For information about buying cow creamers, click here.
And to read Mark Hill's guest blog post for Antiques for Everyone, click here.
- Judith Miller
- 19 Mar 2013, 9:57 AM
You may remember that last year I blogged about the KB Collection of mechanical pencils (you can read the original blog post here). Well, in exciting news, all visitors to Antiques for Everyone will also be able to enjoy examining the collection, as Ken Bull will be exhibiting it at the fair.
Here's some more information about the collection:
An unrivalled collection of 600 rare, mechanical pencils from the 19th century will be a major attraction at Antiques for Everyone at the NEC, Birmingham, 4th - 7th April 2013.
Belonging to exhibitor Ken Bull of John Bull (Antiques) Ltd from Mayfair, The KB Collection will be the Feature Display and is sure to be of great interest to visitors. From sporting to hardware pencils, figural, regal and fruit pencils, the collection epitomises the very best of whimsical British design with the majority created by English manufacturer Sampson Mordan*, in addition to examples from other noted makers including Tiffany and Asprey.
The KB Collection made its debut at the Masterpiece Fair in London last July.

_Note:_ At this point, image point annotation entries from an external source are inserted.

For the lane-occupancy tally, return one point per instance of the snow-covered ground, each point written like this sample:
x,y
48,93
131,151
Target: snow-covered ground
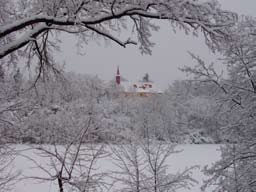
x,y
191,155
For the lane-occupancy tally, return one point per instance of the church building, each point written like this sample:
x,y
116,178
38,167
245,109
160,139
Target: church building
x,y
144,87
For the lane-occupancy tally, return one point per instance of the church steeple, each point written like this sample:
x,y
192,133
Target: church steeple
x,y
118,77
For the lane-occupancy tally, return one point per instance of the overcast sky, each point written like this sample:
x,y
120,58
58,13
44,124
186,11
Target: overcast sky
x,y
169,53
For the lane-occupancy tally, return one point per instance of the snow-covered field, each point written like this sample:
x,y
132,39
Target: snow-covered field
x,y
200,155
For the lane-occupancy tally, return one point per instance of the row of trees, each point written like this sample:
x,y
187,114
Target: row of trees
x,y
29,30
235,172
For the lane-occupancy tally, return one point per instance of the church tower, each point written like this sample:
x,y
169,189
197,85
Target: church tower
x,y
118,77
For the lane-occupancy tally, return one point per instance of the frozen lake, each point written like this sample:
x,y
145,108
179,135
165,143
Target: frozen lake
x,y
191,155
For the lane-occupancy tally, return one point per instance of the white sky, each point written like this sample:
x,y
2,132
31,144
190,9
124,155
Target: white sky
x,y
169,53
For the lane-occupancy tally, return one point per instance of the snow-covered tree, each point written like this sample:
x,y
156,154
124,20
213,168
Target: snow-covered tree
x,y
30,28
235,172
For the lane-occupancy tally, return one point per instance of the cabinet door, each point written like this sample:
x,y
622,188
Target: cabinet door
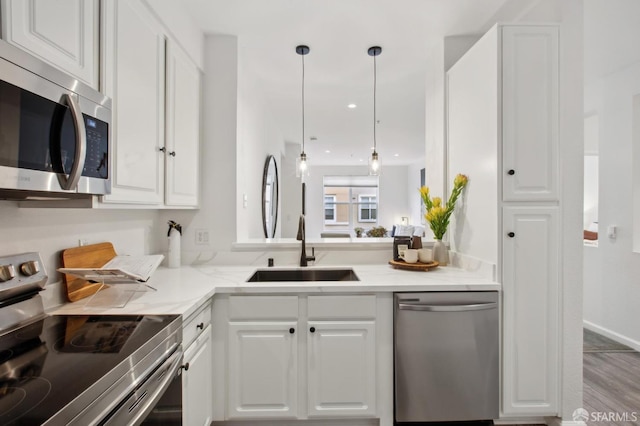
x,y
530,112
197,386
530,310
63,33
134,58
263,370
183,129
341,368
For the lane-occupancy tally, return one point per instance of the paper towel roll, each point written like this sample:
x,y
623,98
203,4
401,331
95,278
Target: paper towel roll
x,y
174,248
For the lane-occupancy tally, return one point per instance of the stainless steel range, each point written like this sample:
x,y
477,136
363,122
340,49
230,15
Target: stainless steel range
x,y
79,369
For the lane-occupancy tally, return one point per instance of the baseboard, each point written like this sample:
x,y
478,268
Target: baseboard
x,y
520,421
612,335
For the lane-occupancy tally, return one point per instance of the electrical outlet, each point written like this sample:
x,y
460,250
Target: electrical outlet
x,y
202,236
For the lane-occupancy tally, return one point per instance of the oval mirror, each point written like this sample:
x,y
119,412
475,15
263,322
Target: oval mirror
x,y
270,197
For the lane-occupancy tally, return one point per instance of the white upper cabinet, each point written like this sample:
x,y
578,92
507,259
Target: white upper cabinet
x,y
182,129
63,33
134,77
155,88
530,113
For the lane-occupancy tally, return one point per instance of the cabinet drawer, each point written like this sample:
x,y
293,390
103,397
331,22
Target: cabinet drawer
x,y
263,307
195,325
342,307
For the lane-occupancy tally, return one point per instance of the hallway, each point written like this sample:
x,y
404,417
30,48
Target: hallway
x,y
611,381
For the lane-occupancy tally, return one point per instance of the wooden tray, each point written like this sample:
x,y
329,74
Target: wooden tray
x,y
418,266
91,256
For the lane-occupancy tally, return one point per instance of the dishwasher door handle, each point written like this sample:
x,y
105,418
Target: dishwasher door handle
x,y
446,308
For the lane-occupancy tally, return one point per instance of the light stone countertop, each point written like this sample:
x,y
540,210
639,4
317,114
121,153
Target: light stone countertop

Antiques for Everyone organiser Dan Leyland is delighted to have the display for visitors to the NEC. ‘It’s a privilege for us to have such a fascinating and important collection. Ken is a regular exhibitor and has decided to take this opportunity to show his collection to our many thousands of enthusiastic collectors.’

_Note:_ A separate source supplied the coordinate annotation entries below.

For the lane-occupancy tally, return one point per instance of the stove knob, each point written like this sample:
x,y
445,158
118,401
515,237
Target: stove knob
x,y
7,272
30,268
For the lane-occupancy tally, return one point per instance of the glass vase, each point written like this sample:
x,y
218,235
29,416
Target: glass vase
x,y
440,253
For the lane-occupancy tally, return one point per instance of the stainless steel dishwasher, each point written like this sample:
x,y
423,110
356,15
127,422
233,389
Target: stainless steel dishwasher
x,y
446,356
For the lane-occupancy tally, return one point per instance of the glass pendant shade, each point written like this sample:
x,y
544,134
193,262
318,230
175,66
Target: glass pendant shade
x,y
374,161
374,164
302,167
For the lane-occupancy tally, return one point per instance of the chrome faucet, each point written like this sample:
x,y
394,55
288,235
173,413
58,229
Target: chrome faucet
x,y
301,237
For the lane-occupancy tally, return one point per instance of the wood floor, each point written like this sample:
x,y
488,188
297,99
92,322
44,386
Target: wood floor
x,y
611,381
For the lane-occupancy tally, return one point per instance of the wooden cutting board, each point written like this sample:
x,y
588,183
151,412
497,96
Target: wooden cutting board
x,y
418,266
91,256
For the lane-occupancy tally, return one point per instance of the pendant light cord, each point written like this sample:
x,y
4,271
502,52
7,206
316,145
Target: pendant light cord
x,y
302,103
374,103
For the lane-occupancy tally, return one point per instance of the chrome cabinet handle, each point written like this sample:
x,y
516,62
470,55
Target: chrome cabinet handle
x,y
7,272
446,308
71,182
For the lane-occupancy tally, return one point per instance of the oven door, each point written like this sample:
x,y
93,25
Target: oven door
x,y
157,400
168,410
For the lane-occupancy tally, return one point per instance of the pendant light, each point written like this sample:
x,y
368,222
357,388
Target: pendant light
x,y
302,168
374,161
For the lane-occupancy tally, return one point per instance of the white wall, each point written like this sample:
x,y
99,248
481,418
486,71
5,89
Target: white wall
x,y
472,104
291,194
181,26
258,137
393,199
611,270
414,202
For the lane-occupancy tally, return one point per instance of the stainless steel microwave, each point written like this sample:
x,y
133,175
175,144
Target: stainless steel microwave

With the creation of the fountain pen in 1884, these beautiful mechanical pencils were crafted less and less, making them true emblems of a by-gone era. From the budding fisherman who needs an appropriate pencil to note down the weights of his catch to the adventurer who needs a pencil that includes a compass to help him discover hidden corners of the globe, the KB Collection has a unique pencil for every endeavour – from sporting pencils to hardware pencils via figural pencils, regal pencils and fruit pencils. Each individual pencil, while being exquisite on their own, forms an integral part of this collection; the most humble of pencils is presented next to the most rare and most ornately decorated. The importance of the collection as a whole is paramount.

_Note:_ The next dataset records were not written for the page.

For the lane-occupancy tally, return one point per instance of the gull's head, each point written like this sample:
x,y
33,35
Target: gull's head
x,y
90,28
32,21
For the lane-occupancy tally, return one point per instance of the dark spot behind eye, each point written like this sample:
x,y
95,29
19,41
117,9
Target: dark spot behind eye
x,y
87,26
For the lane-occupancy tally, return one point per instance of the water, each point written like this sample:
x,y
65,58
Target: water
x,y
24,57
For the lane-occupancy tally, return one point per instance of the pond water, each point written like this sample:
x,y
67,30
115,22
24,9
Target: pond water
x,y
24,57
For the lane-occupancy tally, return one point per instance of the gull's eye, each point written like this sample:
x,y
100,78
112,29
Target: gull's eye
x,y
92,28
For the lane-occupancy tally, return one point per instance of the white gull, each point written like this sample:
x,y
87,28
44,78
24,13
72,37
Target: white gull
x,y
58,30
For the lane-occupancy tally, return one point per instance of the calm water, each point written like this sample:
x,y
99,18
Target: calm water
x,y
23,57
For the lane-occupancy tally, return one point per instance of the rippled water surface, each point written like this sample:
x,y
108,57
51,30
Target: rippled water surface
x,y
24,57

Ken Bull said: “Building this collection has been a real labour of love. I was fortunate enough to buy an extensive collection of pencils which has helped consolidate the KB Collection into what it is today and has formed the basis for the book which accompanies it. I am fascinated by the astonishing craftsmanship and technical innovation shown by the Victorians who created a pencil for every profession or leisure pursuit”.